Based on what David tells us about the myths of creativity, what can educational leaders change now to foster more creativity and innovation in the organization?
- Engage a more diverse set of stakeholders – teachers, students, parents, board members (the expert myth) around problems of “significance” – those matters that will have a long-term, high impact on our vision and mission for education. How do we want teaching and learning to change? How can we engage a variety of stakeholders, particularly students, in these conversations and decisions? How does the constraint of time play into our decision making (the constraints myth and the eureka myth)? Time is actually on our side, I believe. “Urgency” is often fabricated by others, and we too easily respond while we push aside the more significant issues we ought to be dealing with. Time is also an invaluable opportunity to connect with other (sometimes opposing) viewpoints, and synthesize new and old ideas, arriving at the best creative solution (the breed myth).
- Work to create a school/district culture where a flat hierarchy exists (the breed myth). We can do this by engaging the stakeholders mentioned above, getting out of the office and onto the front lines where the day-to-day work is happening.
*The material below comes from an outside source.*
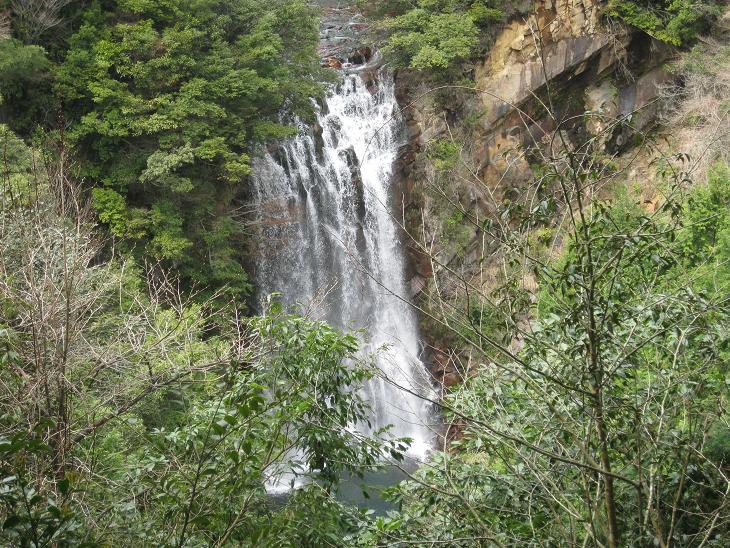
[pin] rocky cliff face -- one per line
(542, 73)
When we can make people feel good about their work and appreciated, perceptions that leadership titles and hierarchy correlate with creative and innovative ideas will be busted.
- View every constraint (financial resources, human resources, time) as an opportunity to be creative and innovative (the constraints myth). Just about anything is possible if we’re willing to put in the time and the hard work to get there. Along the way, we’ll need to push back on the myths of creativity.
What are the barriers to creativity and innovation in your organization? How do you work to debunk the myths of creativity?<
Check out David’s podcast on leadership, innovation and strategy, LDRLB, on iTunes and Twitter. This is one of my favorite podcasts, with interesting guests, thought provoking ideas and useful takeaways.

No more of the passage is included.